Sometimes I have thoughts. As I was sitting in my English class the other day, not listening to my prof repeat verbatim the same announcements that she gave the previous three classes, I wrote some of them down:
- Russian is my favourite language (well, a close second to English, anyway). Those “romantic” languages that everyone else goes wild over - French, Italian, Spanish - are not particularly pleasing to my ear. They all sound like whoever is repeating them is just trying to woo the listener back to their hotel room; or, at least, that’s what I imagine they’re saying. Russian and other Eastern European languages have this lilt to them that sort of sound like the speaker is chewing bubble gum and their tongue got caught in the wad they were gnawing on while trying to ask the grizzled postal worker the price of stamps. It sounds like the pleasant glob noise that honey and other sticky viscous substances make when they hit the inside of a ceramic bowl. *dreamy sigh*
- I like a lot about Vancouver, but I absolutely abhor this humidity. It is murdering my hair. Whenever I do my hair in the morning, I am always satisfied until I step out of my building and walk to class. By the time I get there, I have this ridiculous wave on the left side of my head and my bangs are plastered to my forehead. This is not the way to attract a tall blond British boy who speaks Russian fluently.
- I really like YouTube users, those who make vlogs, but this concept of YouTube “celebrities” is such an odd phenomenon. I spent most of my tweets on Twitter begging a certain video blogger - or “vlogger” for the unfamiliar - Wheezy Waiter to mention me in his videos. My attempts have been in vain, despite the help from another faithful Nerdfighter Wheels in promoting my quest on Twitter. But why do I care? This is just some guy sitting in his apartment making videos about handstands, alligator pits in his apartment, putting on wigs and loving coffee when it’s done. It’s completely nonsensical, and perhaps that’s why I love it. The whole vlog vehicle is an entirely unique form of self-expression, and I dig it.
- I like Starbucks’ “Pumpkin Spice” lattes better without whip.
- On the Starbucks note: why is it that lemon-cranberry scones at Starbucks have icing while no other flavour does?

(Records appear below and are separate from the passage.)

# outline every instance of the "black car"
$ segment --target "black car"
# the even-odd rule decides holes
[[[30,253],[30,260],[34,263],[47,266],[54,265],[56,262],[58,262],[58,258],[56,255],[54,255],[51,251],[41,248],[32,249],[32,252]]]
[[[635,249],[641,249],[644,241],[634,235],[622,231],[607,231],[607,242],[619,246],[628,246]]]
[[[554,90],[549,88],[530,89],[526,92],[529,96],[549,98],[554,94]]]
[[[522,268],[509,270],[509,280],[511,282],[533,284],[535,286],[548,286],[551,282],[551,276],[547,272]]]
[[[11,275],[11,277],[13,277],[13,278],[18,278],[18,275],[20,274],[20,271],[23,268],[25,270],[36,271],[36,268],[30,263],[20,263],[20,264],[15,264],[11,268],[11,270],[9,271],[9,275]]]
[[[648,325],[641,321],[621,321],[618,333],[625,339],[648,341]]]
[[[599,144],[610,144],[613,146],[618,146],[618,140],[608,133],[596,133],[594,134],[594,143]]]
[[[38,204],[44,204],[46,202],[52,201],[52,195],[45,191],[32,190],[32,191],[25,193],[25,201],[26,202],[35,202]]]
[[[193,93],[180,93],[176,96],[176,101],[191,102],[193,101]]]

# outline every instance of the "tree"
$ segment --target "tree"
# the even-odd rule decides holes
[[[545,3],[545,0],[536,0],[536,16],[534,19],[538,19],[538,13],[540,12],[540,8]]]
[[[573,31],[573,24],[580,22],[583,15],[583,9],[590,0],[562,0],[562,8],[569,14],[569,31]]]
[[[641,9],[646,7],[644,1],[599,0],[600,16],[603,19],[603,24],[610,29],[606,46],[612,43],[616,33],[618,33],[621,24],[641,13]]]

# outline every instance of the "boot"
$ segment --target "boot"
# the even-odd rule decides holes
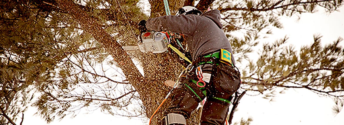
[[[161,125],[186,125],[186,121],[183,115],[170,113],[161,119]]]

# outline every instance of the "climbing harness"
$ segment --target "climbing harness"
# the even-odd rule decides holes
[[[165,11],[166,12],[166,15],[168,16],[171,15],[171,12],[170,11],[169,2],[167,1],[167,0],[164,0],[164,5],[165,6]]]
[[[170,92],[169,92],[169,93],[167,93],[167,95],[166,95],[166,97],[165,97],[165,98],[164,99],[164,100],[162,101],[162,102],[161,102],[161,103],[160,103],[160,105],[159,105],[159,106],[158,106],[158,108],[157,108],[157,109],[155,110],[155,111],[154,111],[154,113],[153,113],[153,114],[152,115],[152,116],[151,116],[150,118],[149,118],[149,125],[150,125],[150,123],[152,121],[152,119],[153,118],[153,117],[154,116],[154,115],[155,115],[155,114],[156,114],[157,112],[158,112],[158,110],[159,110],[159,109],[161,107],[161,106],[162,105],[162,104],[164,104],[164,103],[165,102],[165,101],[166,101],[166,100],[167,100],[167,98],[168,98],[169,96],[170,95],[171,95],[171,93],[172,93],[173,90],[174,90],[175,88],[177,88],[177,86],[178,86],[179,84],[178,82],[179,82],[179,79],[180,78],[180,77],[182,76],[182,75],[184,73],[186,73],[186,72],[185,72],[185,71],[187,71],[187,70],[191,67],[190,66],[191,65],[191,64],[189,64],[189,65],[187,66],[187,67],[186,67],[186,69],[184,69],[184,70],[183,70],[182,71],[182,72],[180,73],[180,74],[179,74],[179,76],[178,76],[178,78],[177,79],[177,81],[175,82],[175,83],[174,83],[174,84],[173,85],[173,87],[172,88],[172,89],[171,89],[171,90],[170,91]]]
[[[196,84],[197,86],[200,87],[205,86],[205,82],[203,81],[203,72],[202,72],[202,69],[201,68],[201,66],[197,67],[197,69],[196,70],[196,75],[198,78],[198,81],[197,81],[197,83]],[[200,85],[198,83],[202,83],[203,84],[203,85]]]

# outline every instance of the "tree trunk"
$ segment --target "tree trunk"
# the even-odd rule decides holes
[[[174,14],[182,7],[184,0],[170,0],[171,14]],[[101,43],[106,51],[118,62],[117,65],[122,69],[130,84],[140,94],[147,116],[150,117],[163,100],[170,88],[165,86],[163,82],[168,80],[175,81],[182,69],[178,55],[173,53],[161,54],[147,54],[142,62],[145,77],[139,73],[133,63],[121,46],[104,29],[96,19],[82,9],[78,5],[67,0],[56,0],[57,6],[67,12],[79,22],[85,31],[92,34],[98,42]],[[151,17],[165,15],[162,1],[150,1],[151,5]],[[152,120],[152,125],[156,125],[162,116],[163,111],[170,103],[169,98],[161,108]],[[199,112],[194,112],[188,120],[189,124],[196,124],[199,119]]]

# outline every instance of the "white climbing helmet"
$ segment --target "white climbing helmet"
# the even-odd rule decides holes
[[[195,7],[192,6],[185,6],[180,9],[175,15],[178,16],[181,14],[187,15],[190,14],[200,15],[202,14],[202,12],[197,10],[197,8]]]

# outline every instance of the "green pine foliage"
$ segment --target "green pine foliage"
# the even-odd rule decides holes
[[[184,1],[169,0],[171,11],[176,12],[178,6],[182,5],[179,3]],[[262,36],[273,33],[267,31],[267,28],[283,28],[279,16],[313,12],[320,9],[333,12],[342,5],[342,0],[207,1],[200,0],[198,6],[221,11],[224,30],[237,55],[237,63],[249,62],[246,68],[240,69],[243,88],[263,93],[278,87],[300,88],[336,99],[343,96],[340,92],[344,90],[344,56],[343,47],[339,45],[342,38],[323,45],[321,37],[315,35],[313,43],[298,51],[286,45],[286,37],[263,45],[256,62],[248,58]],[[87,20],[99,24],[99,29],[113,38],[111,42],[121,46],[136,45],[137,24],[148,18],[136,6],[138,0],[80,1],[74,1],[77,7],[69,10],[85,12]],[[164,13],[161,1],[150,2],[152,17]],[[141,108],[130,116],[149,117],[157,107],[155,104],[164,97],[161,93],[169,90],[160,83],[175,80],[182,69],[178,56],[119,53],[117,50],[121,49],[120,46],[111,46],[114,51],[107,49],[108,46],[94,37],[107,34],[86,31],[81,24],[84,22],[75,16],[77,13],[71,13],[62,7],[65,7],[61,6],[69,2],[0,2],[0,123],[20,122],[31,104],[48,123],[68,115],[75,116],[83,108],[100,107],[104,112],[122,115],[117,111],[131,111],[128,106],[132,104],[139,104]],[[135,67],[114,59],[122,55],[141,62],[145,77],[122,76],[124,69],[117,66]],[[193,115],[188,123],[198,123],[198,115]],[[152,123],[158,120],[153,119]],[[250,118],[243,119],[240,124],[249,124],[251,121]]]

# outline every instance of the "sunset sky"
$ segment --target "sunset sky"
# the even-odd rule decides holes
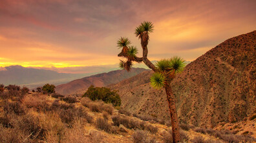
[[[255,8],[255,0],[0,0],[0,66],[74,73],[112,67],[121,36],[141,55],[134,32],[143,21],[155,24],[150,60],[179,55],[191,61],[256,30]]]

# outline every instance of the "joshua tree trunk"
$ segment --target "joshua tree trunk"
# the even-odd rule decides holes
[[[167,99],[168,100],[169,109],[170,110],[173,142],[180,142],[180,126],[176,111],[175,98],[169,84],[166,85],[164,88],[165,89]]]

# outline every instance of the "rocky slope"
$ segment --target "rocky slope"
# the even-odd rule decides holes
[[[226,40],[187,64],[171,83],[180,121],[204,128],[235,122],[256,112],[256,31]],[[109,87],[122,106],[138,114],[169,118],[164,89],[151,88],[152,72]]]
[[[146,70],[144,68],[132,68],[131,72],[119,70],[100,73],[59,85],[56,87],[56,91],[63,95],[81,94],[84,93],[91,85],[97,87],[105,86],[111,84],[117,83]]]

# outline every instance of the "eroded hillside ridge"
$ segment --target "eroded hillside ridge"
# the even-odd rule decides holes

Are these the most unhealthy of all scones, and thus they have thrown any notion of health to the wind and poured pink syrupy happiness all over the scone to make its delicious level peak at 100%? Or, conversely, are they mega healthy and they’ve decided to tone down their goodness by adding a layer of pure sugar to the top? Things we’ll never know. While we’re on the topic of scones, though, I’ve decided that Starbucks scones are sub-par. They are far too cakey in their texture. Clearly the head chef at Starbucks has never tasted a real scone and noted the crumbly, almost puff-pasty without all the buttery-ness-like texture. Someone needs to make him/her a good ol’ Newfie tea-bun, to show them how a scone should really react when bitten into: crumble every so slighty and make you desperate for a sip of coffee/tea before all the moisture is sucked from your mouth trying to chew it.

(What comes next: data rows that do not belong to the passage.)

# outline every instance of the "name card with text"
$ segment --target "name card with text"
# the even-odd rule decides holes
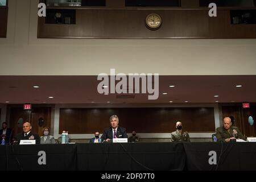
[[[249,142],[256,142],[256,137],[247,137],[247,140]]]
[[[20,140],[19,144],[35,144],[35,140]]]
[[[127,138],[113,138],[113,143],[127,143]]]

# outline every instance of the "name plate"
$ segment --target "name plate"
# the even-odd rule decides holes
[[[247,137],[247,140],[249,142],[256,142],[256,137]]]
[[[113,138],[113,143],[127,143],[127,138]]]
[[[237,142],[246,142],[246,141],[242,139],[237,139]]]
[[[19,144],[35,144],[35,140],[20,140]]]

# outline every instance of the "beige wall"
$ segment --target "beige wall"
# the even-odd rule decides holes
[[[36,0],[9,0],[0,75],[256,75],[256,39],[38,39]]]

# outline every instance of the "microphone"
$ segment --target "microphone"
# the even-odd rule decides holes
[[[10,145],[11,143],[11,135],[13,134],[13,129],[11,129],[11,134],[10,134],[10,136],[9,136],[9,144]]]

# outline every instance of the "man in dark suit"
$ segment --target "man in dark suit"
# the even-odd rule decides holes
[[[17,134],[15,137],[18,144],[19,144],[20,140],[35,140],[36,144],[40,144],[39,136],[32,133],[32,126],[30,123],[28,122],[24,123],[22,125],[22,128],[23,132]]]
[[[100,138],[100,133],[95,132],[94,138],[91,138],[89,143],[101,143],[101,139]]]
[[[0,140],[1,140],[4,138],[6,143],[9,144],[11,139],[12,130],[7,128],[7,124],[6,122],[2,123],[2,130],[0,130]]]
[[[126,129],[118,126],[119,119],[117,115],[112,115],[109,120],[111,127],[105,129],[101,136],[102,141],[109,142],[110,139],[116,138],[128,138]]]

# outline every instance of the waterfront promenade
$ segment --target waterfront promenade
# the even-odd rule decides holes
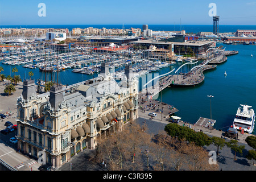
[[[16,86],[16,90],[10,96],[6,96],[3,90],[7,81],[0,82],[0,113],[8,115],[5,119],[0,122],[0,130],[5,129],[4,126],[6,121],[10,121],[14,125],[16,125],[15,119],[17,115],[17,98],[22,93],[22,82]],[[10,114],[10,115],[9,115]],[[6,163],[10,166],[13,170],[18,171],[38,171],[41,164],[37,160],[30,158],[29,156],[18,152],[17,144],[13,144],[10,142],[10,138],[15,137],[17,135],[16,130],[7,135],[1,134],[0,137],[0,160],[2,163]]]

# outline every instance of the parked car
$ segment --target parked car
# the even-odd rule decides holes
[[[10,139],[10,142],[11,142],[11,143],[13,143],[15,144],[15,143],[18,143],[18,140],[17,140],[17,139],[16,139],[16,138],[15,138],[15,137],[11,137],[11,138]]]
[[[7,134],[9,134],[9,130],[6,130],[6,129],[2,130],[1,130],[1,133],[2,133],[3,134],[5,134],[5,135],[7,135]]]
[[[14,129],[11,126],[6,127],[6,129],[9,130],[10,132],[14,131]]]
[[[18,129],[18,125],[14,125],[11,126],[14,130]]]
[[[6,121],[5,124],[5,126],[11,126],[13,125],[13,124],[10,121]]]
[[[156,114],[155,114],[154,113],[150,113],[148,115],[150,115],[150,116],[152,116],[153,117],[156,117]]]
[[[6,118],[6,115],[5,115],[3,114],[0,114],[0,118],[1,118],[1,119],[5,119],[5,118]]]
[[[51,171],[51,167],[47,164],[43,164],[39,167],[39,171]]]

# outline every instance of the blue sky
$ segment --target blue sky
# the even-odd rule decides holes
[[[256,0],[0,0],[0,24],[212,24],[210,3],[220,24],[256,25]]]

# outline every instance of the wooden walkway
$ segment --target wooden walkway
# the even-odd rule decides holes
[[[210,121],[212,123],[212,126],[213,126],[215,124],[215,122],[216,122],[216,121],[214,119],[210,120],[210,119],[208,118],[200,117],[199,119],[197,120],[195,125],[197,126],[201,126],[204,127],[208,127],[208,125],[209,126],[210,126],[209,125]]]

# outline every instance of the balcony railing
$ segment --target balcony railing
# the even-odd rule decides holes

Today I finally made it to church - first service I attended in Vancouver! I went to a United church not far from school. The people were incredibly friendly and they made me sign the guest book, wear a name-tag, and everyone shook my hand. The average age of the congregation was somewhere around 65 years old, and their big event of the week was the knitting club. The woman sitting in front of me invited me to come and offered to teach me how to knit. Some sweet.
The service was nice, albeit different from what I’m used to. I had no idea what this “Passing of the Peace” was, and everyone stood up and walked around - I mean, no one was even remotely near their original seat. Choir members were out in the porch, passing peace to people on the street. I sat in my seat, smiling and watching, and everyone who shook my hand said “Peace be with you!” and I had no idea what to say in return. I smiled, nodded, and mumbled something like “Peace in the middle east” or “peace love soccer,” or just simply “thank you!” The congregation looked something like this:
Anyway, the pastor was lovely and she had a very nice sermon, and she welcomed me back next week. I’m glad I finally got to a place of worship, but I think next week I’m going to try out the good old Army in Burnaby, mostly so I don’t have to pass the peace anymore.
I just finished reading Stieg Larsson’s The Girl With the Dragon Tattoo. While the story itself is shocking and grotesque at times, it’s clearly a well-written mystery novel. Even at 2:00am when I was exhausted and my eyes were shutting of their own accord, and I was scared out of my wits at the story, I had to keep reading. That Larsson knows how to spin a yarn, I tell you. Not sure if I'll continue on with the trilogy, as I have Simon Kuper and Stefan Szymanski's gem Soccernomics: Why England loses, why Germany and Brazil win, and why the U.S., Japan, Australia, Turkey - and even Iraq - are destined to become the kings of the world's most popular sport (holy long title, Batman!) waiting for me.
I’m excited that so many people are reading my blog. It’s encouraging, and it’s a great way for me to document my time here at UBC. Perhaps I’ll even use these writings for something important someday... one never knows!